2 prejudicial error, which adversely impacted his ability to meaningfully understand and accept the potential immigration consequences of his convictions and accept the plea agreement. Specifically, Navarrete claimed the advisements regarding the immigration consequences from the trial court were only generic advisements pursuant to section 1016.5, that there were no advisements from defense counsel, and the result was that he did not understand that his plea would result in deportation. In support of this allegation, Navarrete attached to his motion the form he signed indicating that he understood his constitutional rights, his declaration, the notice to appear from the Department of Homeland Security, and various minute orders from the trial court proceedings. At the hearing on the motion to vacate the conviction, defense counsel offered no additional evidence or argument and instead both parties submitted on their moving papers. The court denied the motion, stating, “I think he was almost certainly advised twice, if not more. So I’m going to deny the motion.” DISCUSSION I Relevant Law and Standard of Review Section 1473.7 allows for criminal defendants to move to vacate their convictions if there was prejudicial error damaging their ability to “meaningfully understand, defend against, or knowingly accept the actual or potential adverse immigration consequences of a conviction or sentence. A finding of legal invalidity may, but need not, include a finding of ineffective assistance of counsel.” (§ 1473.7 subd. (a)(1).) To prevail under 1473.7, a defendant must first show that he or she did not understand the immigration consequences of his or her plea; next, a defendant must show that this misunderstanding constituted prejudicial error. (People v. Espinoza (2023) 14 Cal.5th 311, 319 (Espinoza).) To show prejudicial error, a defendant must demonstrate there was a “reasonable probability that the defendant would have rejected the plea if the defendant had correctly

3 understood its actual or potential immigration consequences. When courts assess whether a petitioner has shown that reasonable probability, they consider the totality of the circumstances. [Citation.] Factors particularly relevant to this inquiry include the defendant's ties to the United States, the importance the defendant placed on avoiding deportation, the defendant's priorities in seeking a plea bargain, and whether the defendant had reason to believe an immigration-neutral negotiated disposition was possible.” (People v. Vivar (2021) 11 Cal.5th 510, 529-530 (Vivar), citing Lee v.
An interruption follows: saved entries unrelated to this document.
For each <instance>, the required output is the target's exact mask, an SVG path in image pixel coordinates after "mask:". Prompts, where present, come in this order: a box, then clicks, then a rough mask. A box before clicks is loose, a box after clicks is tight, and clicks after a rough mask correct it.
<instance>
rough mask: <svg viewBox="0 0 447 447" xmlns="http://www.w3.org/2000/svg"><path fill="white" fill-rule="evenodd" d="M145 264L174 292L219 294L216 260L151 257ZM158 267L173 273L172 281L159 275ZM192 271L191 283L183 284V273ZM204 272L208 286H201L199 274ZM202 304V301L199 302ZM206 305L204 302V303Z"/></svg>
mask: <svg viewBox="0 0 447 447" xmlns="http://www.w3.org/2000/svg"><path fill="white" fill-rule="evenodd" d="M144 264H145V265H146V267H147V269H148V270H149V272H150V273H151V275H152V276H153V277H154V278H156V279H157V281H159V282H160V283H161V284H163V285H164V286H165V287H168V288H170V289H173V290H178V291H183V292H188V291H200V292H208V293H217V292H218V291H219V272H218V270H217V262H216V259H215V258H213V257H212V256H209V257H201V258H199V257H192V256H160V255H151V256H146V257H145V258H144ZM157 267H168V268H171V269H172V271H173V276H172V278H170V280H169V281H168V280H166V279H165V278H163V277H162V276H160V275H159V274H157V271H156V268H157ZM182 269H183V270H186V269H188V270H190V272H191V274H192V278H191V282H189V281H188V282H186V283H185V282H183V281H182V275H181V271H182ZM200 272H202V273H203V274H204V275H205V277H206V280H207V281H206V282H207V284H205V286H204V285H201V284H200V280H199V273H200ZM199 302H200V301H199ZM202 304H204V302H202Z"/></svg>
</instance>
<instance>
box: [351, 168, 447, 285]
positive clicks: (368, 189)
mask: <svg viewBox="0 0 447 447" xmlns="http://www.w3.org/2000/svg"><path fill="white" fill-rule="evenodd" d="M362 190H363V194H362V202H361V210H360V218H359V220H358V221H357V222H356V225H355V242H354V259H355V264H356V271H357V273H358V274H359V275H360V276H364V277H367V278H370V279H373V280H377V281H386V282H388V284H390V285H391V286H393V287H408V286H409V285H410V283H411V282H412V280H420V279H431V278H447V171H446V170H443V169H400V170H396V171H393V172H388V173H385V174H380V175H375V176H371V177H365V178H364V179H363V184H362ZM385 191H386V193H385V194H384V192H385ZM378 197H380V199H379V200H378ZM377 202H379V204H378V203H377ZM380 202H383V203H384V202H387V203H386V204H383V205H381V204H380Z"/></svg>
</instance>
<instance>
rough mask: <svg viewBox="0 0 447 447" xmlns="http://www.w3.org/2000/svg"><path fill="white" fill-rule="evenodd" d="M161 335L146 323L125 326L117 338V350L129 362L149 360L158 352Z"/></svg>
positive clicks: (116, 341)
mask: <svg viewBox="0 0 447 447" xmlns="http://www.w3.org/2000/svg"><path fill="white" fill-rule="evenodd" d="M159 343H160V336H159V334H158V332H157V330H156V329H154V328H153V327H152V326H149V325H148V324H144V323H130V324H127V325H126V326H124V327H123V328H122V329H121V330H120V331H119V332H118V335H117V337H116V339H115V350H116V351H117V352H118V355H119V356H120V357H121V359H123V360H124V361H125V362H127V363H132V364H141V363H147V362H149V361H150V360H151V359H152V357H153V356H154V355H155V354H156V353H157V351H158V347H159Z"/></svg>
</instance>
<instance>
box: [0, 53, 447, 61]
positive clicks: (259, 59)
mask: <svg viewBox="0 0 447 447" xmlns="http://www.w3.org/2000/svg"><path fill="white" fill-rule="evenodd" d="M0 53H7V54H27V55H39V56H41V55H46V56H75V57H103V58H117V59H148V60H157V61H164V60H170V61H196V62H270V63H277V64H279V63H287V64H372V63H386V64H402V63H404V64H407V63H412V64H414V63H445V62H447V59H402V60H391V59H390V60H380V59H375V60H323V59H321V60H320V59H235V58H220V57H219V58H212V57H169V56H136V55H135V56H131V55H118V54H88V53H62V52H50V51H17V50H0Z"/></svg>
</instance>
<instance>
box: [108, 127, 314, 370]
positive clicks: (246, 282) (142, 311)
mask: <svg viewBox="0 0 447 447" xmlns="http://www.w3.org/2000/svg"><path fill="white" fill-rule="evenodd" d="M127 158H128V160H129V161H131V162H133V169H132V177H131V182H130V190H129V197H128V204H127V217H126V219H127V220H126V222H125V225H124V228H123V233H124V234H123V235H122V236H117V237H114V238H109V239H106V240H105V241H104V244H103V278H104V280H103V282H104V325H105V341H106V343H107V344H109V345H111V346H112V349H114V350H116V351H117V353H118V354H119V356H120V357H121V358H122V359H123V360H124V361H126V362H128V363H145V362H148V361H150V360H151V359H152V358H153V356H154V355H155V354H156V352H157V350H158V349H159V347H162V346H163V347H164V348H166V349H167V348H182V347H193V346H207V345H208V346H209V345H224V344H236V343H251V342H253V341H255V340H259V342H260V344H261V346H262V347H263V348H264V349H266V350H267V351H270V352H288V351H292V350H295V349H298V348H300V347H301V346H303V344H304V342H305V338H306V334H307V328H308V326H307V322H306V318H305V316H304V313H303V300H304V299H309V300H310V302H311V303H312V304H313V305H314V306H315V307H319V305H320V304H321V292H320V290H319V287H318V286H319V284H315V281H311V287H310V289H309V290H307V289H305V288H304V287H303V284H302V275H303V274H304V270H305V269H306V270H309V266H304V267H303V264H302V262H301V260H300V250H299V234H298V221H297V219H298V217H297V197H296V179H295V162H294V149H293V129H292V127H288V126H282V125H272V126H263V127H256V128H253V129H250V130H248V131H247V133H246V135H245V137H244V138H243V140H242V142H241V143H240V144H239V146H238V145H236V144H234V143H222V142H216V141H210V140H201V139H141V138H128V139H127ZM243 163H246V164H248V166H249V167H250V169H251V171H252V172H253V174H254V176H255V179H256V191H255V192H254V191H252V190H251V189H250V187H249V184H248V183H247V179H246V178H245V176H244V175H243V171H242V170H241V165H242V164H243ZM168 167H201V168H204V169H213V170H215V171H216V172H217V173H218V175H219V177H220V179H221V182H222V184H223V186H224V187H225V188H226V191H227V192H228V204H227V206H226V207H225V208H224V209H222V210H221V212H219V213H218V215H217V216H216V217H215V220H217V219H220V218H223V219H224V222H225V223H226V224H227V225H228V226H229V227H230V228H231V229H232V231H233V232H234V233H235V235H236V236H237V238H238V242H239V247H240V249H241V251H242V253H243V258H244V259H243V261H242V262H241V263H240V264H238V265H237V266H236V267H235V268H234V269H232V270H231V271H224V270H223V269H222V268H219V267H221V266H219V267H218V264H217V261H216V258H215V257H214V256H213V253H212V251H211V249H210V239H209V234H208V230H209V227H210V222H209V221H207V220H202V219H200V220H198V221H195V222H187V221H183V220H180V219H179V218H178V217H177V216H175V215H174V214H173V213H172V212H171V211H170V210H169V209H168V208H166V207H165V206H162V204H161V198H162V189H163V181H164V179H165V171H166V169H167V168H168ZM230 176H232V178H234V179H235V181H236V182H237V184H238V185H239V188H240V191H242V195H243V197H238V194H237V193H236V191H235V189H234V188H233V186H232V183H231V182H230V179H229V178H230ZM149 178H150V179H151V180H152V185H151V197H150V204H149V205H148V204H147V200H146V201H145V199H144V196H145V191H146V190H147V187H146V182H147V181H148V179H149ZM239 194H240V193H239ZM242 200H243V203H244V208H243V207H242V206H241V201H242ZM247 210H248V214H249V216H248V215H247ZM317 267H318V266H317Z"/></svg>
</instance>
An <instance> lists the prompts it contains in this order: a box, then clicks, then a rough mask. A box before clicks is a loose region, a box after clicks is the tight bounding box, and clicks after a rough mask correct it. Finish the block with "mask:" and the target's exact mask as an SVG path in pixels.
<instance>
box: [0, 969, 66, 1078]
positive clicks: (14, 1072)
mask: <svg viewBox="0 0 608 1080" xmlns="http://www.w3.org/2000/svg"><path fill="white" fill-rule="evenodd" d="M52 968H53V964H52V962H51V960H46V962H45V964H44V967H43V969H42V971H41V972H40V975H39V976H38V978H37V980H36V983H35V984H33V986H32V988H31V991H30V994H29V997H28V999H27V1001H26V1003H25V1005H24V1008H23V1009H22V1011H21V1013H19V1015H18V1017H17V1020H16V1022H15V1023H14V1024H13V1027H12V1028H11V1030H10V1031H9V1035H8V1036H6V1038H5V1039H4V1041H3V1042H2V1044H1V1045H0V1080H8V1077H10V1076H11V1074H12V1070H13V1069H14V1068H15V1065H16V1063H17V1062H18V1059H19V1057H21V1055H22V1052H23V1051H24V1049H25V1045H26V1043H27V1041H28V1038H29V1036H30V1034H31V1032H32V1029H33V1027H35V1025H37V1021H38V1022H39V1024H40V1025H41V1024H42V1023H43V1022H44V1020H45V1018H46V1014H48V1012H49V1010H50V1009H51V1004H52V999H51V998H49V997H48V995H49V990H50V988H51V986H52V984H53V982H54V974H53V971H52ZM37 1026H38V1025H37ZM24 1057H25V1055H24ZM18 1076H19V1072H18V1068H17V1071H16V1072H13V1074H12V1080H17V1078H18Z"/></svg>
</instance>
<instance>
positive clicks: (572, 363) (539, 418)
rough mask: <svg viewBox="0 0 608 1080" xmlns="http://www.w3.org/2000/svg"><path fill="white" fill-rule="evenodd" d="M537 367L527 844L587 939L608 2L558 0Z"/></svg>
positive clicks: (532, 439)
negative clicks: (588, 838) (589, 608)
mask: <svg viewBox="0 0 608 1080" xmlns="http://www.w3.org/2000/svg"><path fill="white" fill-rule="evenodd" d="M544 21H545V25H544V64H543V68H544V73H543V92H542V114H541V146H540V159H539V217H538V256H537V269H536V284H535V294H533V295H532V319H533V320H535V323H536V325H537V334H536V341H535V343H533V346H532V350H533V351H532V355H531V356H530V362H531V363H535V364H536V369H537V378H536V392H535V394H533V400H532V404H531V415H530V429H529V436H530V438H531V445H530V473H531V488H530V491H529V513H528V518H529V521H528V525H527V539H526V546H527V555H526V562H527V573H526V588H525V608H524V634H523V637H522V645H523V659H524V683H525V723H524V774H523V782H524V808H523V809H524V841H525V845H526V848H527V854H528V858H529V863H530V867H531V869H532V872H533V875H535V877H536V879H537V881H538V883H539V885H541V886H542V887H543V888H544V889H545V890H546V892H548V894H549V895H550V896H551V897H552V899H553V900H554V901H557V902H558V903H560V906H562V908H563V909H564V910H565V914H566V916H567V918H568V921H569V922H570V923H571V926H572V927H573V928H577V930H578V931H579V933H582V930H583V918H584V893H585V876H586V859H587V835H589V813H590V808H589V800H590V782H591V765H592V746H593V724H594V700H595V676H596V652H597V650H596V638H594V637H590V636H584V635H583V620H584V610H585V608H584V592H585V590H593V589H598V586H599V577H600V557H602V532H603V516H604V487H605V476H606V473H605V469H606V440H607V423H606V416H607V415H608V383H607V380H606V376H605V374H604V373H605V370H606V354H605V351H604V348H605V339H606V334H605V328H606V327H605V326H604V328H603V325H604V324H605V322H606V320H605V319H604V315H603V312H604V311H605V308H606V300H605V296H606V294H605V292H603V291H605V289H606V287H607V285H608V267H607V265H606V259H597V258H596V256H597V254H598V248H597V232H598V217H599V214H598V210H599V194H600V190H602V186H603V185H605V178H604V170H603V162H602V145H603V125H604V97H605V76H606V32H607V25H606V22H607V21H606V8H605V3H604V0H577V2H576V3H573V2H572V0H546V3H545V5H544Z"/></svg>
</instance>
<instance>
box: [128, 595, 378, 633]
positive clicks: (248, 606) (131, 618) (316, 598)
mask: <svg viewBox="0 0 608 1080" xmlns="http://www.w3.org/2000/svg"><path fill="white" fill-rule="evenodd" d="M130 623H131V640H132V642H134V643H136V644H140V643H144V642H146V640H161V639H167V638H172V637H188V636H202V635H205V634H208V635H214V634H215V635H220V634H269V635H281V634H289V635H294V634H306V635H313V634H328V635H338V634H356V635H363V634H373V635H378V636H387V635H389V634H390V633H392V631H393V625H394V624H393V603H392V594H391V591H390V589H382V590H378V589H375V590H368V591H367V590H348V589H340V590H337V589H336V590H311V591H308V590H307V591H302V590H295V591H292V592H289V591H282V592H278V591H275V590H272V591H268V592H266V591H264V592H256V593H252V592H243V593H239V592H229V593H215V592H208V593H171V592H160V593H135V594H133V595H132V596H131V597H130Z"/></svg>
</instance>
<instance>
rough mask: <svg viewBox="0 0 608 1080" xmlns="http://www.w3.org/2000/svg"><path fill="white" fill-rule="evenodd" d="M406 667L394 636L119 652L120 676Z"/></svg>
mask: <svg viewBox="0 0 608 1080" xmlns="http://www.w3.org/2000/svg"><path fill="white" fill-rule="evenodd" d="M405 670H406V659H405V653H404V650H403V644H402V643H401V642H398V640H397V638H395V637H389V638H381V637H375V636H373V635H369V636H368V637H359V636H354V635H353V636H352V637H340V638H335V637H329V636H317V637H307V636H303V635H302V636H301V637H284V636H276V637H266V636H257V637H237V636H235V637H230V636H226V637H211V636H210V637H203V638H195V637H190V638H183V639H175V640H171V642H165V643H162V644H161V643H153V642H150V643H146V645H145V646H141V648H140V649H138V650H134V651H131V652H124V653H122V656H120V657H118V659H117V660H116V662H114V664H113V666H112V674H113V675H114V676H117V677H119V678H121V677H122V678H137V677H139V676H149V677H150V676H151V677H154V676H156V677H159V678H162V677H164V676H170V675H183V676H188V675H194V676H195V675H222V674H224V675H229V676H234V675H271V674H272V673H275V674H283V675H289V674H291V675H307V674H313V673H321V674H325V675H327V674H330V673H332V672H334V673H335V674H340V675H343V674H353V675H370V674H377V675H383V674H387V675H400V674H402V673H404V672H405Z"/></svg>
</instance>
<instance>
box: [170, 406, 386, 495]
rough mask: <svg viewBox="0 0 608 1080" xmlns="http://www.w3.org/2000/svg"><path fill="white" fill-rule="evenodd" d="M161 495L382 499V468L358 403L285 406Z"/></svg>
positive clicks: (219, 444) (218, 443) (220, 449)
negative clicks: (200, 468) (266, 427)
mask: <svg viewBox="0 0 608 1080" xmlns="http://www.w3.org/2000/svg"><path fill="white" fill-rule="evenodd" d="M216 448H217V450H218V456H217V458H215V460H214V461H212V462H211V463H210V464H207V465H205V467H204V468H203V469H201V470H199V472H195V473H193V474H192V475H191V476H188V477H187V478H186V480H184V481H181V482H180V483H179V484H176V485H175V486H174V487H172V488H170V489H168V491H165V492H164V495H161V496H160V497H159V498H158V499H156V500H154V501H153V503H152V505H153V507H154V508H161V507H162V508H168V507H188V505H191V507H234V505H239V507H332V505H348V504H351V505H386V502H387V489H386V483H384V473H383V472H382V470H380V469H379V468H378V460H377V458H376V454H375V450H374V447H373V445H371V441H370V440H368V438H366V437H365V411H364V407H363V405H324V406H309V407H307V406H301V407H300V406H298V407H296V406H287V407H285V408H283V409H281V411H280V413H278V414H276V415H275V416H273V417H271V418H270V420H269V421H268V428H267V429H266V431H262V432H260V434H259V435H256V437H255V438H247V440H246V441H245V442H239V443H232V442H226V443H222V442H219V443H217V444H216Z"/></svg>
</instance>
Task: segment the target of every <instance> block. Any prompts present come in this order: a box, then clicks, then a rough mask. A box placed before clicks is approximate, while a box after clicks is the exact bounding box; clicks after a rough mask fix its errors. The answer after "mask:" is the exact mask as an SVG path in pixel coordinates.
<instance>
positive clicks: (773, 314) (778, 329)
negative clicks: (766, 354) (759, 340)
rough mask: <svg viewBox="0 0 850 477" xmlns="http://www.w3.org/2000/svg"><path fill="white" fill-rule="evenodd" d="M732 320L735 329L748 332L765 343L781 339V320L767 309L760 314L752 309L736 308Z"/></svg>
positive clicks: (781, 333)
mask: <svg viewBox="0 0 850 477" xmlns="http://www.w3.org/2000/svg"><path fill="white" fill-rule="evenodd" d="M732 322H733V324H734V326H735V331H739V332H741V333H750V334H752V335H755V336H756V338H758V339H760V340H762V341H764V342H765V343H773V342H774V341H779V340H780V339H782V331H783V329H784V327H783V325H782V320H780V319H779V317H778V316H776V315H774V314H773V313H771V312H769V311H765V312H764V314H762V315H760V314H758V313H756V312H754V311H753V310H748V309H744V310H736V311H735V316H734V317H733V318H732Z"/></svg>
United States (2017) 582 U.S. 357, 367-371.) “These factors are not exhaustive, and no single type of evidence is a prerequisite to relief.” (Espinoza, supra, 14 Cal.5th at p. 321.) A defendant must provide “objective evidence” to corroborate these factual assertions. (Vivar, supra, 11 Cal.5th at p. 530.) “Objective evidence includes facts provided by declarations, contemporaneous documentation of the defendant's immigration concerns or interactions with counsel, and evidence of the charges the defendant faced.” (Espinoza, supra, 14 Cal.5th at p. 321; see also Vivar, at pp. 530-531.) We apply independent review to evaluate whether a defendant has demonstrated a reasonable probability that they would have rejected the plea offer had they understood its immigration consequences. (Vivar, supra, 11 Cal.5th at pp. 527, 529.) “ ‘[U]nder independent review, an appellate court exercises its independent judgment to determine whether the facts satisfy the rule of law.’ ” (Id. at p. 527.) When courts engage in independent review, they must give deference to the trial court’s factual determinations if they are based on “ ‘ “the credibility of witnesses the [superior court] heard and observed.” ’ ” (Ibid.) But when the trial court’s findings “derive entirely from written declarations and other documents,” the trial court and the reviewing court “ ‘are in the same position,’ ” and no deference is owed. (Id. at p. 528; see also Espinoza, supra, 14 Cal.5th at p. 320.) Before beginning our analysis, we note the following. As the reviewing court, we will not perform an independent, unassisted review of the record in search of error or

4 grounds to support the judgment. (McComber v.